Shouting “Allahu akbar,” a 29-year-old American citizen with roots in Afghanistan entered a Florida nightclub at 2 a.m. on Sunday morning and committed what is being called “the worst mass shooting in U.S. history.”
Prior to slaughtering at least 50 people and seriously wounding dozens of others, Omar Mateen phoned 9-1-1 and pledged allegiance to ISIS.
Mateen had planned the massacre in advance, purposely targeting a venue known to be frequented by lesbians, gay men, bisexuals and transgenders — the perfect personification of liberal Western values considered abhorrent to radical Muslims, regardless of their specific jihadist affiliation.
The FBI promptly launched an investigation into the now-dead Mateen, who had been working as a security guard at G4S Secure Solutions since 2007. It quickly emerged, however, that Mateen was already on the FBI’s radar for having various ties to Islamic radicalism.
About 10 hours after the massacre, with bodies still inside The Pulse — Orlando’s self-described “premier gay nightclub” — President Barack Obama addressed the nation to condemn the horrific incident, which, surprisingly, he referred to as an act of terror. Not the least bit surprisingly, he refused to utter the word “Islamist.” Instead, he declared the perpetrator a person “filled with hate.”
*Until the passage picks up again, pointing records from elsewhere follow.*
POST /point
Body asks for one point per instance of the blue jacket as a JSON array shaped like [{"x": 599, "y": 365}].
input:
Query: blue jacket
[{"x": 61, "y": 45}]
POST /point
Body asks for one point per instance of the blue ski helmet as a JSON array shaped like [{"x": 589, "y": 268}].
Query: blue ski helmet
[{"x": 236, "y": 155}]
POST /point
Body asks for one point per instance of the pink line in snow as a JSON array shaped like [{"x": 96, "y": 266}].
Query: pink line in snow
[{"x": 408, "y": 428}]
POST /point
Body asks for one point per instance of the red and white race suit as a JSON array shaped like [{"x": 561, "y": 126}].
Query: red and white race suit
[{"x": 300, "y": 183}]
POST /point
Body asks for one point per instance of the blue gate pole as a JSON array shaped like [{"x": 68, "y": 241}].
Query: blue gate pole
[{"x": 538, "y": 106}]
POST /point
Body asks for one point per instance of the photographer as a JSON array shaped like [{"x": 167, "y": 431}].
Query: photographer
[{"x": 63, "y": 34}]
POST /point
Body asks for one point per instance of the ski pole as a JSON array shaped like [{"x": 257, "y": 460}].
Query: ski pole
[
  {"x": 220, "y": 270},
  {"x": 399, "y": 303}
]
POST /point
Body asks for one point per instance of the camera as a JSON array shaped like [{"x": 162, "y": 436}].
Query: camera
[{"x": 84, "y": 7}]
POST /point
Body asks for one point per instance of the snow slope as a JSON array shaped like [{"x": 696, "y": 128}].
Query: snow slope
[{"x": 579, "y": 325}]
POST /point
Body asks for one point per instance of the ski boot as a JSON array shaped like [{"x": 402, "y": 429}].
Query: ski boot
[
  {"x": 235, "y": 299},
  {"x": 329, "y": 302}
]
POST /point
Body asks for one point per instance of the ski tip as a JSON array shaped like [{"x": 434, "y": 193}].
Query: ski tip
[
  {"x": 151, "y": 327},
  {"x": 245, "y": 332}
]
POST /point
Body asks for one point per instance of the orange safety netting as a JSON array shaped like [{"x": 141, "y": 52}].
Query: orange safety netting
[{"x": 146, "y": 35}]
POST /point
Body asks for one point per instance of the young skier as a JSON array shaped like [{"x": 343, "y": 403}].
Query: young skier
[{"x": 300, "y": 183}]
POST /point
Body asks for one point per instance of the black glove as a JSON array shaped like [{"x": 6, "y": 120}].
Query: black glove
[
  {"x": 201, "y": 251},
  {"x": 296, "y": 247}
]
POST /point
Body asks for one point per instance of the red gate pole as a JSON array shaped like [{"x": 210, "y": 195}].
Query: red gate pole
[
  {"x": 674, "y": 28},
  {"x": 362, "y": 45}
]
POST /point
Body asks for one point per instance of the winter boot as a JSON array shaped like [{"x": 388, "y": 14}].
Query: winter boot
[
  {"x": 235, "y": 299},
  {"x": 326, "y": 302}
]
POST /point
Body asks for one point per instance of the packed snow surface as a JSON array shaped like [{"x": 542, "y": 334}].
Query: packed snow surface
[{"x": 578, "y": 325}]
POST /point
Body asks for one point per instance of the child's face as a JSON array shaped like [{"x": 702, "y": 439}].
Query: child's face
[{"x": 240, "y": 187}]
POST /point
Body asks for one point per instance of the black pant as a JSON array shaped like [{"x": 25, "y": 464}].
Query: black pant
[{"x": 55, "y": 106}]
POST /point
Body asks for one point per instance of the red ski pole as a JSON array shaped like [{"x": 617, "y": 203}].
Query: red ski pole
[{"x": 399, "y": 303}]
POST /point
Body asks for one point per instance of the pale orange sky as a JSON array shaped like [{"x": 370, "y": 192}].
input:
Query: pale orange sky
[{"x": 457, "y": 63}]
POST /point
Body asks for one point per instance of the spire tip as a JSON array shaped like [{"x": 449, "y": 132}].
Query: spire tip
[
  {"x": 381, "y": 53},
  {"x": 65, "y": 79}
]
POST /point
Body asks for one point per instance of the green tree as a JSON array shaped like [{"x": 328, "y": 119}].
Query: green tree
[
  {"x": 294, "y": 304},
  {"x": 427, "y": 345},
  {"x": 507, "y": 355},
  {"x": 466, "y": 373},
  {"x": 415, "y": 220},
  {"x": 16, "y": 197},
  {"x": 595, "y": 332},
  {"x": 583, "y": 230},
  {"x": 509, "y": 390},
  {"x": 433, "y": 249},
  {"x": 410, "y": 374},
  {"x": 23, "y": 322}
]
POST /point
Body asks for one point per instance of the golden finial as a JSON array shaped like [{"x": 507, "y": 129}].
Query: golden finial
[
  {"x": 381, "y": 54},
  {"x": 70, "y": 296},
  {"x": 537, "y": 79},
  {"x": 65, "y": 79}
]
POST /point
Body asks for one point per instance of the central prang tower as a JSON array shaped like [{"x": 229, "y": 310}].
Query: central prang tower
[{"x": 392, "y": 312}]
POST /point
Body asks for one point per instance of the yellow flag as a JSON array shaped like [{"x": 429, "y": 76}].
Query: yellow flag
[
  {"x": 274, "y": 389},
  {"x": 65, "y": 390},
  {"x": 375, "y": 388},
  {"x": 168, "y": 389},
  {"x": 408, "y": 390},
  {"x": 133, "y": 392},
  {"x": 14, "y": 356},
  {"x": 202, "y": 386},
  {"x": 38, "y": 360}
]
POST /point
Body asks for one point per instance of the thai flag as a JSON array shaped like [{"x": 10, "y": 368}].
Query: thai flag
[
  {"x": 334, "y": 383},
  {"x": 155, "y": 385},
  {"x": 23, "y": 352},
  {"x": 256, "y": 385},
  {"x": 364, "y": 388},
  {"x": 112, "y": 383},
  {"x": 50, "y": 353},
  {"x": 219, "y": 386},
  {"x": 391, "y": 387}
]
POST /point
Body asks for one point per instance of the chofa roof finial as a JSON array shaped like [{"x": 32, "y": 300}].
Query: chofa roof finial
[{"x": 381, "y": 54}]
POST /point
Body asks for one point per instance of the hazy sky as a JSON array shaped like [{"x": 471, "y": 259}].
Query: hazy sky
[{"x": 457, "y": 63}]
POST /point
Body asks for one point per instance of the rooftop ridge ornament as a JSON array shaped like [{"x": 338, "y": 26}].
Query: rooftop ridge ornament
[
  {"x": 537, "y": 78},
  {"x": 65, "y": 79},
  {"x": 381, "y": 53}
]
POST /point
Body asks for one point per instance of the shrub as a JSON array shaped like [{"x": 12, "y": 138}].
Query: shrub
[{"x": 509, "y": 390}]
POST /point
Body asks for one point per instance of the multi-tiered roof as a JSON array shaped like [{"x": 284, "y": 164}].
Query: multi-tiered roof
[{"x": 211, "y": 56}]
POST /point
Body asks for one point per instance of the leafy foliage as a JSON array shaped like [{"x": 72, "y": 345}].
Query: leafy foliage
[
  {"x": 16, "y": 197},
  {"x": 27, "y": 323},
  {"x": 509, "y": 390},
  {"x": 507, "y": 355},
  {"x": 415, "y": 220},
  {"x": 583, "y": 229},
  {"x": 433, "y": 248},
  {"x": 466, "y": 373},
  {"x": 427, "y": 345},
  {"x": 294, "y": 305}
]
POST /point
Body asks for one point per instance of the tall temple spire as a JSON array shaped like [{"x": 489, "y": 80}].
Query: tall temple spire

On a Fox News panel in the aftermath of the bloodbath, counterterrorism expert Sebastian Gorka stressed the need for the White House and the world to acknowledge the clear connection between this attack and all the others with the same ideology. Linking the Fort Hood, Boston, San Bernardino, Paris and Brussels massacres, Gorka — author, most recently, of “Defeating Jihad: The Winnable War” — was the only one who mentioned Israel. The point he was making, and has been trying to hit home in his writings and lectures, is that the Islamist assault on the West is not a series of individual lone-wolf attacks, but rather a global movement, whose “propaganda by deed” is terrorism. And, he said, these recent acts, unlike the 9/11 attacks, are relatively small in scope and cheap to carry out, but nevertheless terrorize and paralyze whole cities. In other words, they get a lot of bang for their buck, both literally and figuratively.